As well as support for hardware decoding of H.264, RealVideo, WMV, AVS, H.264, and MPEG4 video at resolutions up to 1080p, the chip adds full decoding acceleration for Google's open-source VP8 video codec - the first system-on-chip design to include such support, despite murmurs from x86 giant Intel that support might be added to future Atom chips. Accelerated encoding is also included for H.264 video, from the integral camera interface for dual 5 megapixel sensors.
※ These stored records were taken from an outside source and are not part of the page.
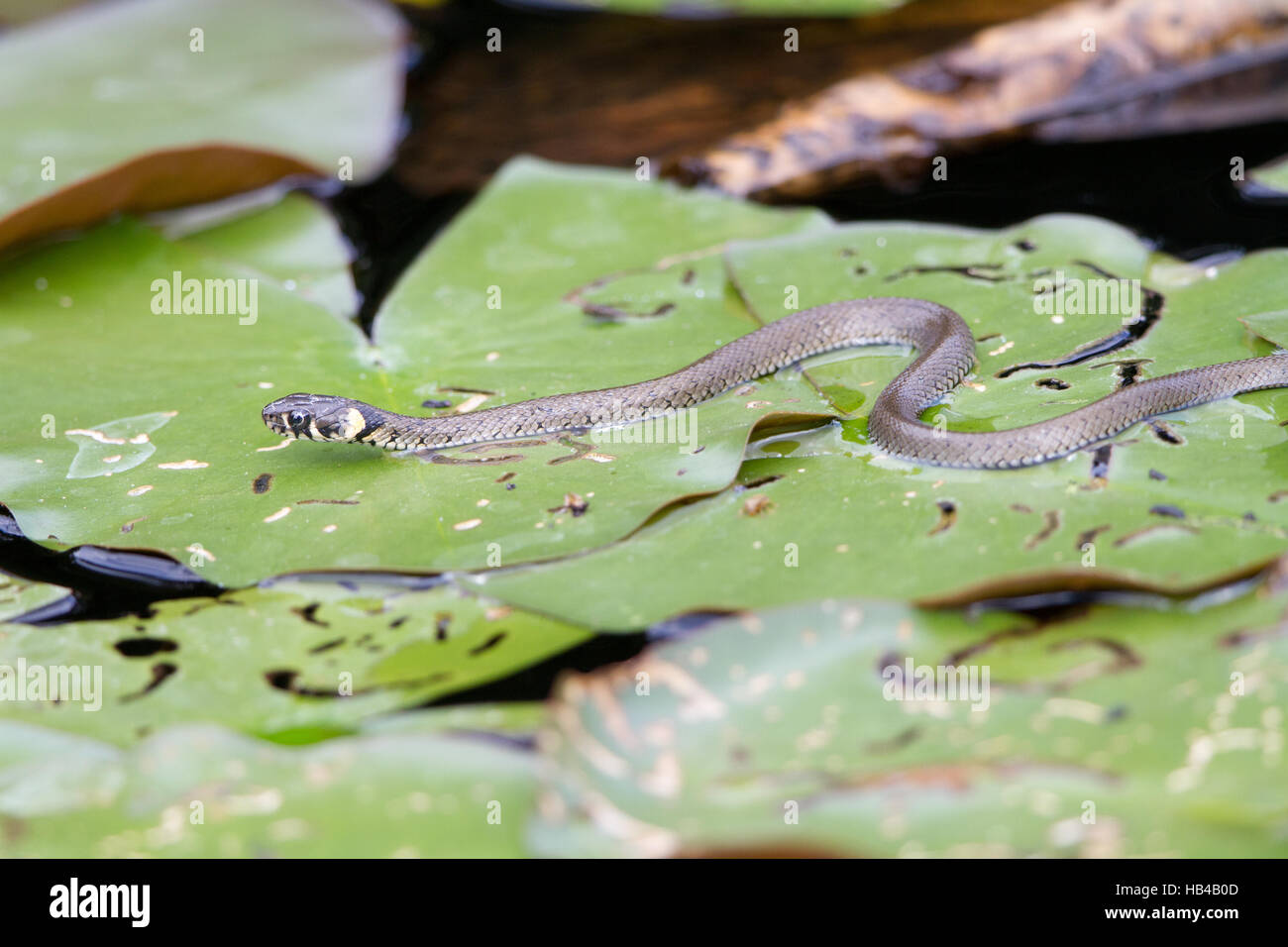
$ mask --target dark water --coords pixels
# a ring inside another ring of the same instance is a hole
[[[558,18],[487,8],[489,22],[506,17],[527,30],[558,28]],[[438,35],[442,49],[443,35]],[[448,35],[448,41],[451,36]],[[434,44],[425,43],[425,49]],[[433,76],[434,55],[408,62],[408,86]],[[415,94],[408,100],[415,100]],[[408,122],[420,121],[410,115]],[[1230,158],[1252,169],[1288,152],[1288,124],[1260,125],[1137,142],[1045,146],[1018,142],[988,152],[949,158],[949,179],[895,193],[858,187],[815,202],[838,220],[905,219],[974,227],[1002,227],[1037,214],[1094,214],[1123,224],[1159,250],[1184,259],[1233,255],[1288,245],[1288,202],[1252,200],[1229,177]],[[362,294],[362,325],[370,330],[381,299],[422,247],[469,201],[469,193],[424,198],[398,183],[394,173],[337,193],[314,189],[340,220],[354,249],[354,278]],[[24,616],[33,624],[147,615],[162,599],[219,594],[180,563],[131,550],[80,548],[55,553],[21,535],[0,506],[0,569],[53,582],[73,595]],[[1052,609],[1079,608],[1086,595],[1046,595],[998,603],[1050,617]],[[599,635],[504,680],[442,702],[533,700],[545,696],[565,669],[590,670],[638,653],[647,640],[685,634],[706,616],[641,629],[634,635]]]

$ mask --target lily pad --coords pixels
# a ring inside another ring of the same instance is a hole
[[[1288,197],[1288,157],[1253,169],[1248,182],[1260,195]]]
[[[1262,588],[1045,622],[871,600],[728,618],[563,683],[532,841],[1283,857],[1285,608]]]
[[[18,698],[0,701],[0,719],[122,746],[161,720],[313,742],[590,638],[451,586],[413,586],[281,580],[216,599],[162,602],[147,618],[4,626],[0,666],[27,684]],[[54,701],[48,687],[61,669],[81,689]],[[39,693],[31,689],[37,675],[46,682]],[[487,718],[479,724],[491,728]]]
[[[1273,345],[1247,326],[1279,318],[1288,294],[1288,251],[1199,268],[1150,255],[1113,224],[1069,216],[998,232],[837,227],[734,247],[728,260],[764,320],[783,312],[792,287],[801,308],[882,294],[957,309],[980,339],[979,366],[926,420],[942,415],[961,430],[1054,417],[1124,378],[1267,354]],[[1103,274],[1140,280],[1158,294],[1141,296],[1153,308],[1039,311],[1048,280],[1072,287]],[[1122,344],[1103,344],[1114,338]],[[1088,357],[1065,358],[1079,349]],[[867,441],[875,396],[907,354],[846,356],[808,368],[851,411],[840,437],[778,441],[777,457],[762,447],[739,487],[672,510],[627,542],[462,581],[571,621],[632,629],[690,609],[838,593],[936,602],[1070,588],[1182,593],[1253,572],[1288,548],[1288,390],[1171,414],[1112,447],[1034,468],[951,470],[884,456]],[[620,576],[647,594],[556,591]]]
[[[289,175],[375,177],[403,43],[365,0],[138,0],[0,35],[0,125],[22,130],[0,144],[0,246]]]
[[[483,740],[189,725],[117,750],[0,723],[9,858],[519,857],[532,794],[532,754]]]
[[[171,218],[164,229],[166,237],[182,237],[183,244],[227,256],[336,316],[357,314],[348,242],[331,211],[318,201],[291,193],[279,202],[200,227],[192,225],[191,211],[180,214],[188,225],[179,227],[180,218]]]
[[[729,292],[724,242],[829,225],[813,211],[515,161],[412,264],[374,347],[276,281],[254,283],[254,317],[153,312],[152,287],[175,272],[254,278],[229,259],[272,269],[254,263],[256,227],[274,233],[290,213],[237,224],[236,246],[225,233],[218,255],[200,234],[173,242],[126,220],[0,273],[14,392],[0,419],[0,501],[31,539],[161,549],[224,585],[307,568],[496,567],[620,539],[725,487],[757,423],[829,411],[793,376],[730,392],[644,442],[631,439],[643,425],[437,457],[281,441],[260,408],[292,390],[429,414],[425,401],[451,412],[672,371],[759,325]],[[672,308],[657,317],[585,312],[594,299],[652,313],[658,294]]]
As a system-on-chip design, the RK2918 also integrates support for DDR2, DDR3, or mobile DDR memory, in-built 24-bit ECC for MLC NAND flash storage, three USB ports, two SD ports, eight-channel audio with SPDIF output, and an Ethernet port. Interestingly, Rockchip has also included a TS port for mobile or terrestrial TV reception - although it's unlikely that the RK2918-based devices which hit our shores will include this feature, due to low demand for mobile TV.The company claims that the chip is fully certified for use with Android 2.3 and 3.0, which will please the numerous OEMs currently planning yet more Android-based tablets to take on Apple's iPad - but means that the RK2918 will be going up against devices such as Nvidia's Tegra 2 platform.
Prototype devices based around the RK2918 and featuring Internet TV playback are on show at Rockchip's CES booth now, but the company has yet to indicate when the chips will be shipping in volume - or what the first consumer-level product will be to use them.